Disciplina y comunión: el entrenamiento de mi corazón
jueves, 13 de agosto de 2026
Oración
Padre, gracias porque tu disciplina no es una carga, sino un entrenamiento para mi bien. Hoy te pido que seas Tú quien supervises mis prácticas espirituales. Ayúdame a no correr a la ventura, sino a correr con propósito bajo la guía de tu Espíritu Santo, para disfrutar de la nueva vida que me has dado en Cristo Jesús. Amén.
Lee la Palabra de Dios
“¿No sabéis que los que corren en el estadio, todos a la verdad corren, pero uno solo se lleva el premio? Corred de tal manera que lo obtengáis. Todo aquel que lucha, de todo se abstiene; ellos, a la verdad, para recibir una corona corruptible, pero nosotros, una incorruptible. Así que, yo de esta manera corro, no como a la ventura; de esta manera peleo, no como quien golpea el aire, sino que golpeo mi cuerpo, y lo pongo en servidumbre, no sea que habiendo sido heraldo para otros, yo mismo venga a ser eliminado.” 1 Corintios 9:24-27
Reflexiona
Como padre, he aprendido a apreciar la disciplina de una manera diferente: más que una carga, la veo como un entrenamiento vital. Por ejemplo, mi hijo ha aprendido a distinguir las letras del abecedario gracias a rutinas de juego que compartimos. Él no aprende solo; es a través de la relación y guía que le damos con mamá que él encuentra sentido a cada lección.
De manera similar, nuestro buen Padre Dios nos ejercita a través de la oración, la lectura de la Palabra, la congregación y la obediencia. Estas no son solo tareas, son el entrenamiento que fortalece nuestros sentidos físicos y espirituales. Sin embargo, aquí hay un punto fundamental: este entrenamiento solo surte efecto cuando practicamos estas disciplinas bajo la comunión del Espíritu Santo. Así como sería ilógico pensar que mi hijo aprendería sin mi ayuda, es ilógico intentar aprender el “lenguaje espiritual” sin la asistencia divina.

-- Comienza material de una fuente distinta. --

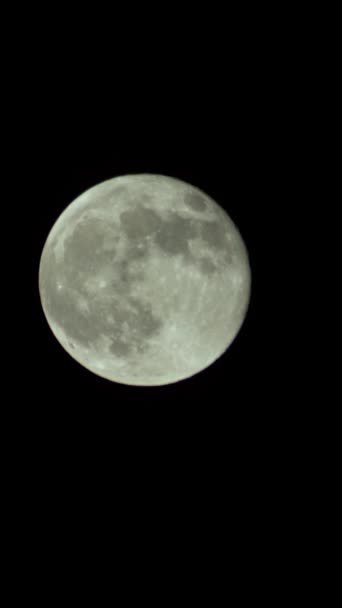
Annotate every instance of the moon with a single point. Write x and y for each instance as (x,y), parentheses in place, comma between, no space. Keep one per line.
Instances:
(144,280)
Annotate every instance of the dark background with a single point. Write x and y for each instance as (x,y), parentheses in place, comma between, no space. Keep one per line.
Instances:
(210,119)
(207,105)
(205,461)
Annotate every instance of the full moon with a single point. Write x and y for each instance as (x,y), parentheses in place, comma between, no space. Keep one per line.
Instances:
(144,280)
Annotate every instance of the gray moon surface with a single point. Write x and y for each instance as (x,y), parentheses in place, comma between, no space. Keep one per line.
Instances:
(144,280)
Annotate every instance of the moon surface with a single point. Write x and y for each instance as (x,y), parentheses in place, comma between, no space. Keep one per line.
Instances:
(144,280)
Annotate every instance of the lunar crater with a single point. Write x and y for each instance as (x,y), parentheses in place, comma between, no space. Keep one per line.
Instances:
(144,280)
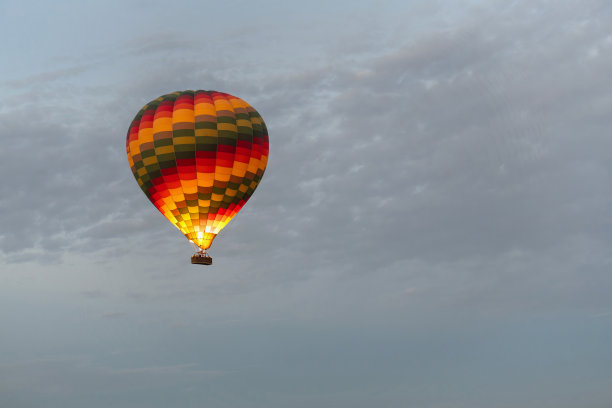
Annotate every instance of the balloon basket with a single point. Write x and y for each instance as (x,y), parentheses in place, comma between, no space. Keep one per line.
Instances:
(201,258)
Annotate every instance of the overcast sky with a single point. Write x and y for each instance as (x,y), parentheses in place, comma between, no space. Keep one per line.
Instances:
(434,228)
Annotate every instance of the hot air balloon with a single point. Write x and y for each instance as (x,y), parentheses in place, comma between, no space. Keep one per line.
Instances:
(198,156)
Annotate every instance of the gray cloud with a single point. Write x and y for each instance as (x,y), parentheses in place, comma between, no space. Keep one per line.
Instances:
(436,207)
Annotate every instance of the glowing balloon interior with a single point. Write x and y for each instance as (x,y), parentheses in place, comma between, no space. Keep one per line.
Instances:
(198,156)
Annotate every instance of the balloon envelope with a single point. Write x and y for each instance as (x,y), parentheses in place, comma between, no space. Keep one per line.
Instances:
(198,156)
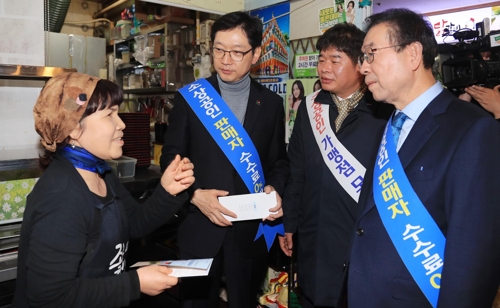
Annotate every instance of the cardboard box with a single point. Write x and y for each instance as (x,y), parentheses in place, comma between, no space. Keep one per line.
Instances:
(156,42)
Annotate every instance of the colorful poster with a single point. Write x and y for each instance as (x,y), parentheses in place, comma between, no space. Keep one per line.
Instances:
(306,65)
(272,68)
(328,18)
(445,25)
(297,89)
(313,18)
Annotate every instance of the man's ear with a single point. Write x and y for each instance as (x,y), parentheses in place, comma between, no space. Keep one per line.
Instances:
(77,132)
(415,50)
(256,54)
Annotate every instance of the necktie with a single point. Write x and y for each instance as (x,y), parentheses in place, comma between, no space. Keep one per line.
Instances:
(347,105)
(343,108)
(397,124)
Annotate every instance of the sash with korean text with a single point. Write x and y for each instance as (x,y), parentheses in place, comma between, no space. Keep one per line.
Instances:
(233,140)
(346,169)
(416,236)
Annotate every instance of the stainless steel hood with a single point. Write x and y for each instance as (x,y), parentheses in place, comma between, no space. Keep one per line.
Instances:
(8,71)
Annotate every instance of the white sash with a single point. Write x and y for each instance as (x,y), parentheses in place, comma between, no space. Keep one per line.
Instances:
(348,171)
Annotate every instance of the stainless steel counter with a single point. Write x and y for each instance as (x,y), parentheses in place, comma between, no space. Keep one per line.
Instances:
(8,71)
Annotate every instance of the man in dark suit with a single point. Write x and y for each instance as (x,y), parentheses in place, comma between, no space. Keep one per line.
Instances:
(317,207)
(205,233)
(449,151)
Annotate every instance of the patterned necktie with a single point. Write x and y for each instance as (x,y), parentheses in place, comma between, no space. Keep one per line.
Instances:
(397,124)
(347,105)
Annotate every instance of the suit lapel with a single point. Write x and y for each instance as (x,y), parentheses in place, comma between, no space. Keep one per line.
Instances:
(424,128)
(254,107)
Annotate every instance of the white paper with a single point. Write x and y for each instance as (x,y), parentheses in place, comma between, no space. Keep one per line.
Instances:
(249,206)
(183,268)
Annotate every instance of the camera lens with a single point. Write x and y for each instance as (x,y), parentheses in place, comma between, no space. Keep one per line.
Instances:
(464,72)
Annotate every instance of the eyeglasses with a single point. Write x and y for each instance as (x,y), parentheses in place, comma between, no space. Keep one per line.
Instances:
(369,54)
(234,54)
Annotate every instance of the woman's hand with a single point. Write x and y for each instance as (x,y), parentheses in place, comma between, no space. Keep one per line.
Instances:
(178,176)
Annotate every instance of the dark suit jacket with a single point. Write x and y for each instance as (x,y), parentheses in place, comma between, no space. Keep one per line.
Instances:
(186,135)
(316,206)
(452,160)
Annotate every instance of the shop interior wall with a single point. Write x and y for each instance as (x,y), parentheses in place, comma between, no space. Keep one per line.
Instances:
(429,6)
(22,42)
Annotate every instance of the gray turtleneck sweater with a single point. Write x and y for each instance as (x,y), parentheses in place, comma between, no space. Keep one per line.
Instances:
(235,95)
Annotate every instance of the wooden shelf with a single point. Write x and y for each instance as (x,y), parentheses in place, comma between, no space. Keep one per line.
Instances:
(148,91)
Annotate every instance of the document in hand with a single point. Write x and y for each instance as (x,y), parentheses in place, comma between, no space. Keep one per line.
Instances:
(250,206)
(183,268)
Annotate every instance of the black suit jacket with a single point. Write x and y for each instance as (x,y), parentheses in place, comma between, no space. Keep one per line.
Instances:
(452,160)
(315,204)
(186,135)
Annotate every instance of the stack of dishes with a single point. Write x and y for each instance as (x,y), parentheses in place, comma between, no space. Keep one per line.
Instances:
(137,138)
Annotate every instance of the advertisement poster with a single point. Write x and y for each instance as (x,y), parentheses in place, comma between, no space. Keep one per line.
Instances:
(445,25)
(272,68)
(320,15)
(297,89)
(306,65)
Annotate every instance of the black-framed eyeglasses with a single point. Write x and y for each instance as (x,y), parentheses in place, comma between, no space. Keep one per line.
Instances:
(234,54)
(369,54)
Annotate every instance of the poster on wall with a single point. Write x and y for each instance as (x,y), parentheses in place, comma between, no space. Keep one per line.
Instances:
(320,15)
(297,89)
(272,68)
(306,65)
(445,25)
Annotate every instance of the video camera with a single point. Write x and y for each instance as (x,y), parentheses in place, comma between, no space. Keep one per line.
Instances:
(466,66)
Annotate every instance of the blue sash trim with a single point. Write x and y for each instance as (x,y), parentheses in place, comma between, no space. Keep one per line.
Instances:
(232,139)
(414,233)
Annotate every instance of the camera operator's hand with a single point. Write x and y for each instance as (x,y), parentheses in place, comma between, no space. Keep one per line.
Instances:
(488,98)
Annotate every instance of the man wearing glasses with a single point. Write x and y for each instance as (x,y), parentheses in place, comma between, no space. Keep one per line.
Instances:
(329,150)
(205,232)
(429,233)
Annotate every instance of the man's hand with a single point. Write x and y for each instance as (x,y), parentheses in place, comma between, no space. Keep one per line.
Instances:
(207,202)
(178,176)
(286,243)
(488,98)
(277,210)
(154,279)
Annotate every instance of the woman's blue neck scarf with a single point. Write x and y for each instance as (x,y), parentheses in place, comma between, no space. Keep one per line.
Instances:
(83,159)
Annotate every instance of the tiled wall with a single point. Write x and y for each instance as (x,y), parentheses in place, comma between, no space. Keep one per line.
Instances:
(21,42)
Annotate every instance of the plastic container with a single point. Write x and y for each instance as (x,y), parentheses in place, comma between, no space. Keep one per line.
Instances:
(125,26)
(126,56)
(123,167)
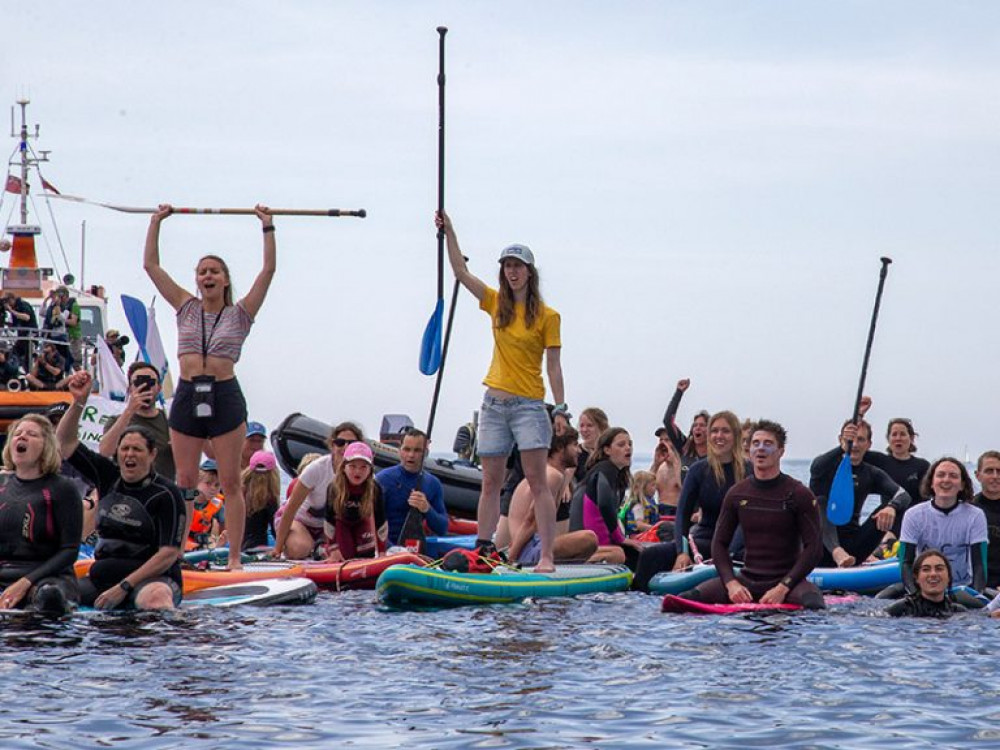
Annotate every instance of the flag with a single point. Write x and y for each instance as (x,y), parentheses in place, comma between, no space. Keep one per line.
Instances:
(111,381)
(143,323)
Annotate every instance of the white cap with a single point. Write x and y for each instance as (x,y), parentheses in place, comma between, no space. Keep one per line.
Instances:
(520,252)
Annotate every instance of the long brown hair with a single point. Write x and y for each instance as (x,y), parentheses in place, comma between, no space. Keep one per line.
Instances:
(505,304)
(714,461)
(337,492)
(260,489)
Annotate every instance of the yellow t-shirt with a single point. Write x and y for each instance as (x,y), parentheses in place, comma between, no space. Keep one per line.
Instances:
(517,350)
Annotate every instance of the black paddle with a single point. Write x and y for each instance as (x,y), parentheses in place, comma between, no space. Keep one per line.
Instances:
(840,503)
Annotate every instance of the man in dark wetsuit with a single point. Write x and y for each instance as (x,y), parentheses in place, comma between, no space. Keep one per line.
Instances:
(782,529)
(853,542)
(988,500)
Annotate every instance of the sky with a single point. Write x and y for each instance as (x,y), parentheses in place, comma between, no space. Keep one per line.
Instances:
(707,188)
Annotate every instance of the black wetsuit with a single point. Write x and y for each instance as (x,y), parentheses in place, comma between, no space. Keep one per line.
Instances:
(41,521)
(133,521)
(784,541)
(702,490)
(915,605)
(992,510)
(858,540)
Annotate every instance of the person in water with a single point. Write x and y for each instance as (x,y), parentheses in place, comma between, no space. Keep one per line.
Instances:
(782,529)
(140,517)
(854,542)
(949,522)
(41,522)
(513,412)
(354,524)
(300,520)
(570,546)
(705,486)
(211,330)
(407,488)
(931,574)
(988,500)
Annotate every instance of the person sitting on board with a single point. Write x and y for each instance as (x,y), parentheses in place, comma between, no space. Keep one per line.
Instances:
(208,513)
(570,546)
(705,486)
(354,523)
(853,542)
(591,424)
(140,516)
(931,575)
(988,500)
(41,522)
(639,511)
(49,370)
(20,315)
(407,488)
(299,521)
(261,492)
(782,531)
(141,409)
(668,468)
(597,499)
(693,446)
(948,522)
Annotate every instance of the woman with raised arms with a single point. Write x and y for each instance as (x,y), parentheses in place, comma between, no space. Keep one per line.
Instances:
(211,330)
(513,410)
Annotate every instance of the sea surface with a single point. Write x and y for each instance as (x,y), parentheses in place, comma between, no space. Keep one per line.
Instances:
(602,671)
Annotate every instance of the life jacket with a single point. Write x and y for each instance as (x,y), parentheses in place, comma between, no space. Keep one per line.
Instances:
(201,518)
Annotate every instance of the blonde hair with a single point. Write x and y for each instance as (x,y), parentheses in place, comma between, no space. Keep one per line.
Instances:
(260,489)
(50,461)
(336,494)
(739,461)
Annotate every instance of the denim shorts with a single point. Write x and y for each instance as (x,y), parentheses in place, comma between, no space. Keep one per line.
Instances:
(509,421)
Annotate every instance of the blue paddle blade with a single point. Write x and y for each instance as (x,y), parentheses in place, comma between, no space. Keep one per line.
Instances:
(430,345)
(840,503)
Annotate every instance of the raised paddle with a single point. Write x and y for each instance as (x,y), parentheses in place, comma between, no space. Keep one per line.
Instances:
(360,213)
(430,345)
(840,502)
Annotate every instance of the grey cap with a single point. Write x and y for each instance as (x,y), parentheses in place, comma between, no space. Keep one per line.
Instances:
(520,252)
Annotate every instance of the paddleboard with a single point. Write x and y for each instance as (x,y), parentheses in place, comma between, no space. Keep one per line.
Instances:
(410,586)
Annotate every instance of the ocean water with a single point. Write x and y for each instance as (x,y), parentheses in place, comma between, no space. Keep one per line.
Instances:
(602,671)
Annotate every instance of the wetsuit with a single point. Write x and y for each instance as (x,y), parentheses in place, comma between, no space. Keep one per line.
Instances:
(397,484)
(702,490)
(782,527)
(992,510)
(41,521)
(133,522)
(959,533)
(916,605)
(353,535)
(858,540)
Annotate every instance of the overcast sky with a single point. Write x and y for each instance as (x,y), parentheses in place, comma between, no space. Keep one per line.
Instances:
(707,187)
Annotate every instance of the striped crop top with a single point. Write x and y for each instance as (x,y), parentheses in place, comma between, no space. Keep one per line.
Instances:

El apóstol Pablo nos da una instrucción clara sobre cómo llevar este entrenamiento: “Corred de tal manera que lo obtengáis” (1 Corintios 9:24). él nos enseña que no debemos pelear “como quien golpea el aire”, sino con un propósito firme. Pablo mismo se esforzaba por mantener su cuerpo en servidumbre, pero el secreto para lograrlo no está en el esfuerzo humano, sino en lo que nos dice en Gálatas 5:16: “Andad en el Espíritu, y no satisfagáis los deseos de la carne”.
No debemos tener miedo a las disciplinas espirituales; lo que debemos tener es la claridad de que estas prácticas son, en realidad, actos de amor. Dios nos llama a crecer, a ejercitarnos y a correr nuestra carrera con la mira puesta en una corona incorruptible, siempre de la mano de nuestro Ayudador, el Espíritu Santo.